17 March 2016
Beverley Thomas, Associate
Despite lingering uncertainty about the future of the Government’s Paid Parental Leave Scheme, many organisations continue to develop and implement their own unique Parental Leave Policies to entice to job applicants, encourage diversity and improve the work-life balance of their employees.
Globally, we have seen companies, particularly in the tech space, making waves with their policies. For example, online e-commerce company, Etsy, offers a half year’s paid leave to its employees and Netflix provides its employees with “unlimited” paid leave during the first year after the birth or adoption of a child. Regardless of where your organisation draws its inspiration from, there are a few things to keep in mind when designing your Paid Parental Leave Policy.
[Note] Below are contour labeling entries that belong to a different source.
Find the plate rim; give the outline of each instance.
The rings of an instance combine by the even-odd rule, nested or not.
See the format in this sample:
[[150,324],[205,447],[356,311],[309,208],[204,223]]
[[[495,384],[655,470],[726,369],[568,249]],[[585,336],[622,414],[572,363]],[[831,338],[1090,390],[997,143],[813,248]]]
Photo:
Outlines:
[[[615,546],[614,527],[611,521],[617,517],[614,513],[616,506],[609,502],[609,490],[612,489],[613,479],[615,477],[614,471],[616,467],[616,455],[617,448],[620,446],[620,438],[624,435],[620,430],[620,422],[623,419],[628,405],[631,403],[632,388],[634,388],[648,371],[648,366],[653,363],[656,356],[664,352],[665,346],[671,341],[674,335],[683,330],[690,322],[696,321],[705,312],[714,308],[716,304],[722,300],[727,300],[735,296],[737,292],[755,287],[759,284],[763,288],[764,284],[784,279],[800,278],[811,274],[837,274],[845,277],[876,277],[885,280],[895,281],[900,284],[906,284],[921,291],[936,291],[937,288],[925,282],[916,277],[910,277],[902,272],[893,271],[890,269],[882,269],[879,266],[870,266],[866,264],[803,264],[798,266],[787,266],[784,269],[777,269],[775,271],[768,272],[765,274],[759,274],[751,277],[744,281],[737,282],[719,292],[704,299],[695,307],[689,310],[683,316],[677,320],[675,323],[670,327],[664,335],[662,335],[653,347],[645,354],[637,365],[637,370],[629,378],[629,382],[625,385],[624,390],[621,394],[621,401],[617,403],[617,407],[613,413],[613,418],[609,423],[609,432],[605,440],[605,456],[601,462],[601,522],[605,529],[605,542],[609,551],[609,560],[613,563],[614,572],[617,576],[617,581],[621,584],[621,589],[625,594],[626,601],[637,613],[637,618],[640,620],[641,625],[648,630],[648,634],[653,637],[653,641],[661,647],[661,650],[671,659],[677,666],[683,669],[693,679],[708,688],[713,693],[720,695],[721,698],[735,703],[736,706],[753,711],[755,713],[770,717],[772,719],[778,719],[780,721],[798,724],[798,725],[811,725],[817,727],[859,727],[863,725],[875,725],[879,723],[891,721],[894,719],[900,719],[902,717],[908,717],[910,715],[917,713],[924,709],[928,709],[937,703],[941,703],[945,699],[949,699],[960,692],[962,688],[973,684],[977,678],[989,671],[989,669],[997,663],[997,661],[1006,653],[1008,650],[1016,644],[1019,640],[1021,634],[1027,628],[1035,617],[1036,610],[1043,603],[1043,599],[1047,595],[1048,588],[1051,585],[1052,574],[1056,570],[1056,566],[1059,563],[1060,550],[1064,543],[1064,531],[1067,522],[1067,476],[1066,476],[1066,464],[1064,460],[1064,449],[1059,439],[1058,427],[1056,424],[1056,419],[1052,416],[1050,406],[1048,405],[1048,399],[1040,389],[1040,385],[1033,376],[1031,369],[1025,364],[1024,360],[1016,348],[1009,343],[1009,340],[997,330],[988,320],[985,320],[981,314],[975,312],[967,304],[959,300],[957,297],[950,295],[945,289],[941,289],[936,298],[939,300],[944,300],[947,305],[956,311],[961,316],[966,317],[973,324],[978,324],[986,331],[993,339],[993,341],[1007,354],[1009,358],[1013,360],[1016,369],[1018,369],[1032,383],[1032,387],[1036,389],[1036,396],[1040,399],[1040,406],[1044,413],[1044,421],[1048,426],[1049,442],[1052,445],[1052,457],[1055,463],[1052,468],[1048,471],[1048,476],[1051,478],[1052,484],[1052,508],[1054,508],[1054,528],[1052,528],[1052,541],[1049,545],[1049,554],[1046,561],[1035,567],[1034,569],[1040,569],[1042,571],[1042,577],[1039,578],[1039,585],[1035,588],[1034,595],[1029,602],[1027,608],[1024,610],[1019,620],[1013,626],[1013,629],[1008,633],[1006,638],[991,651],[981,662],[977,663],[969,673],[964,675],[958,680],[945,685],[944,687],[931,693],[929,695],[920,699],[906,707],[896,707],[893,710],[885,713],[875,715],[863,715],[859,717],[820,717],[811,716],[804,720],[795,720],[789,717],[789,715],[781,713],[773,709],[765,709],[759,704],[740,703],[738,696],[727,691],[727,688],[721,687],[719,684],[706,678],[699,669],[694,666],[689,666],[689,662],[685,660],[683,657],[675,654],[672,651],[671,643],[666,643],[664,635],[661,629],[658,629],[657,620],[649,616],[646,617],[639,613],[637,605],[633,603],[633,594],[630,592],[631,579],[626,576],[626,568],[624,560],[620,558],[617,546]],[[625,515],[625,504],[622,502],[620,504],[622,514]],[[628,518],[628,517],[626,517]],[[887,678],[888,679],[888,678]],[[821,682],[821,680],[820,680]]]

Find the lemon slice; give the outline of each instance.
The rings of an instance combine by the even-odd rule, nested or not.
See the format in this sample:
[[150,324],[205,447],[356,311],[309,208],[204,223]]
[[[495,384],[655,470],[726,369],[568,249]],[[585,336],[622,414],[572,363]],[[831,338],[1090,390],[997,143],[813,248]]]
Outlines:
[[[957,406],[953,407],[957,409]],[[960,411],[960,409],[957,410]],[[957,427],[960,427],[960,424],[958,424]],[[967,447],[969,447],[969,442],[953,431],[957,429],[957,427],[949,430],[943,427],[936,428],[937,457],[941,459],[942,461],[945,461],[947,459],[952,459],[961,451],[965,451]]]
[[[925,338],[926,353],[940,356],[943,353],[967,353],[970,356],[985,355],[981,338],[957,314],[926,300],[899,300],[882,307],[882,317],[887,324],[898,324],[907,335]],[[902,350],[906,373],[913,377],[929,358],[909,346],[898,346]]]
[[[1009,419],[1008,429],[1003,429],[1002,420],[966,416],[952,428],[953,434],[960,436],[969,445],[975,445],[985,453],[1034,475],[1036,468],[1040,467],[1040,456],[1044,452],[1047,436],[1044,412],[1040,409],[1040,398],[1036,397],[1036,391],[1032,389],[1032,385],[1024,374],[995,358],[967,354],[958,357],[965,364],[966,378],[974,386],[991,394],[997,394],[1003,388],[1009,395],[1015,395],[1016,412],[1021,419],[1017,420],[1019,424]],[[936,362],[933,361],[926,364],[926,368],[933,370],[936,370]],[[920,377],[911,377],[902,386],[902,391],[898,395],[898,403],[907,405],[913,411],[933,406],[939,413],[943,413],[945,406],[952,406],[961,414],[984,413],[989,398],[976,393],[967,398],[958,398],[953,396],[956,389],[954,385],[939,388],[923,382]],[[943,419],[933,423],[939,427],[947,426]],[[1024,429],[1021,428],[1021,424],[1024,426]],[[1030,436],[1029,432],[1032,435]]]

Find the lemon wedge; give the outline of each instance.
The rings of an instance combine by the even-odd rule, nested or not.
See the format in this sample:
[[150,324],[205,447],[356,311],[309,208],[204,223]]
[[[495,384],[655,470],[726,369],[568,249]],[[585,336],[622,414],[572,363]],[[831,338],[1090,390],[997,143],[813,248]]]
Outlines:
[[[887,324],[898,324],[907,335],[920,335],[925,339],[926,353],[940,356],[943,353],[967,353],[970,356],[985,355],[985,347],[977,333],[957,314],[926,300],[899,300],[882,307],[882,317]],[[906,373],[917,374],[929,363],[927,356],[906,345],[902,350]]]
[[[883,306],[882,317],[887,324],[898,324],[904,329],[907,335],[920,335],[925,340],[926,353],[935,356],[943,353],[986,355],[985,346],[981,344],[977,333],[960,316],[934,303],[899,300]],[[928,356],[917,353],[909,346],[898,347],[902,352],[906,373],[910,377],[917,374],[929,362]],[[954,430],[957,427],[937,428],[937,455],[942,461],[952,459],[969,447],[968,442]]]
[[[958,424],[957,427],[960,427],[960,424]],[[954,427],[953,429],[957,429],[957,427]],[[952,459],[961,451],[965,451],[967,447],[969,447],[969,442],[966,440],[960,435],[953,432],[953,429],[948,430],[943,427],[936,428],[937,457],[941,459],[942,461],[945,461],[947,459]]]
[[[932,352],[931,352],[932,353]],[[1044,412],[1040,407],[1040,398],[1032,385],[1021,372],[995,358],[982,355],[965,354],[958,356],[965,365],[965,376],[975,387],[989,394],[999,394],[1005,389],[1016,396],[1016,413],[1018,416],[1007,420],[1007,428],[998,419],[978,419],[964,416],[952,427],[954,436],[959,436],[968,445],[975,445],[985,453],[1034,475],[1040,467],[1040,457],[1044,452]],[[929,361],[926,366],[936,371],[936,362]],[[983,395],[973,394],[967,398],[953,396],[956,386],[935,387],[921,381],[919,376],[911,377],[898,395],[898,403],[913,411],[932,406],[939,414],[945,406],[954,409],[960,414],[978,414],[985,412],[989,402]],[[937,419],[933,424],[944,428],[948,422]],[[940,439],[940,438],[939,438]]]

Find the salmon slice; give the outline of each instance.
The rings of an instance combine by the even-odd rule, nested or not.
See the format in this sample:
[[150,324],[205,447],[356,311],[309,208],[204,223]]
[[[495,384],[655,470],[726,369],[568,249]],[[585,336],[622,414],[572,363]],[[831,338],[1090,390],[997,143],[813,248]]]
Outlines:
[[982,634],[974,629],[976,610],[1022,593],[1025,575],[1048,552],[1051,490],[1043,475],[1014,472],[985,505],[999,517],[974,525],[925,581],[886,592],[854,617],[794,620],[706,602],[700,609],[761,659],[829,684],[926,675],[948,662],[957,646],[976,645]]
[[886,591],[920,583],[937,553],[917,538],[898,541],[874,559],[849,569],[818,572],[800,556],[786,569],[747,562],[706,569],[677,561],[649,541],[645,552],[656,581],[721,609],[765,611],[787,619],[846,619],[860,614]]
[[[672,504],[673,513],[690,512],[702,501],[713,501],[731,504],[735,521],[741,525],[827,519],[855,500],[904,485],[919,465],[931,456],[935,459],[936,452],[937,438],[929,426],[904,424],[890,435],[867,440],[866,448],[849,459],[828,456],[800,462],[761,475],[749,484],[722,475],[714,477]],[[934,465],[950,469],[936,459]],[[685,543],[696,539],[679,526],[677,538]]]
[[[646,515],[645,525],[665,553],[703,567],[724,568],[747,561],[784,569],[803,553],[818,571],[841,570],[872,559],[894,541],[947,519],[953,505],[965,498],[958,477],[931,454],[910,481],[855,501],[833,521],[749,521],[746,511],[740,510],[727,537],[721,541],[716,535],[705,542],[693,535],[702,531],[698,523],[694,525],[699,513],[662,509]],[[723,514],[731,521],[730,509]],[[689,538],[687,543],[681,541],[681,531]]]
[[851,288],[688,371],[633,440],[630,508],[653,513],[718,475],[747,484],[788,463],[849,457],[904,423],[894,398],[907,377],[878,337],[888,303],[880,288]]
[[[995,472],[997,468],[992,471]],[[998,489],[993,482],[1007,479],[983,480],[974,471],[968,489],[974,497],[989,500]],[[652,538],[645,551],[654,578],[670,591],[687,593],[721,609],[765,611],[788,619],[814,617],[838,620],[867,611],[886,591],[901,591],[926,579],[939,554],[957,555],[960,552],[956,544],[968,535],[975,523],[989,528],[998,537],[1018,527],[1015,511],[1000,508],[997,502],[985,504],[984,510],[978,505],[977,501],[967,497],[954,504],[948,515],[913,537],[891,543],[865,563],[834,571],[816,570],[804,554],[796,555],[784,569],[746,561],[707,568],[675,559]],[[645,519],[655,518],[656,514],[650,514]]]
Here are our top tips:
- Remember that paid leave equals service: Some employee entitlements are determined by years of “service”. While periods of unpaid leave do not count towards service, paid periods of leave usually do. This means that employees will accrue annual and personal leave during periods of employer funded paid parental leave, so it is worth factoring in this cost when designing a policy.
- Foster a culture of acceptance: There’s no use in implementing generous family friendly policies if the culture of the workplace is such that an employee would be frowned upon if they accessed the policy’s benefits. Acceptance is something that should filter from the top down in order to have the most influential impact. Recently, Facebook founder Mark Zuckerberg, took two months off to spend time with his wife and new daughter after her birth. This sent a powerful message to employees of this social media network that equally grants new mums and dads four months of paid parental leave.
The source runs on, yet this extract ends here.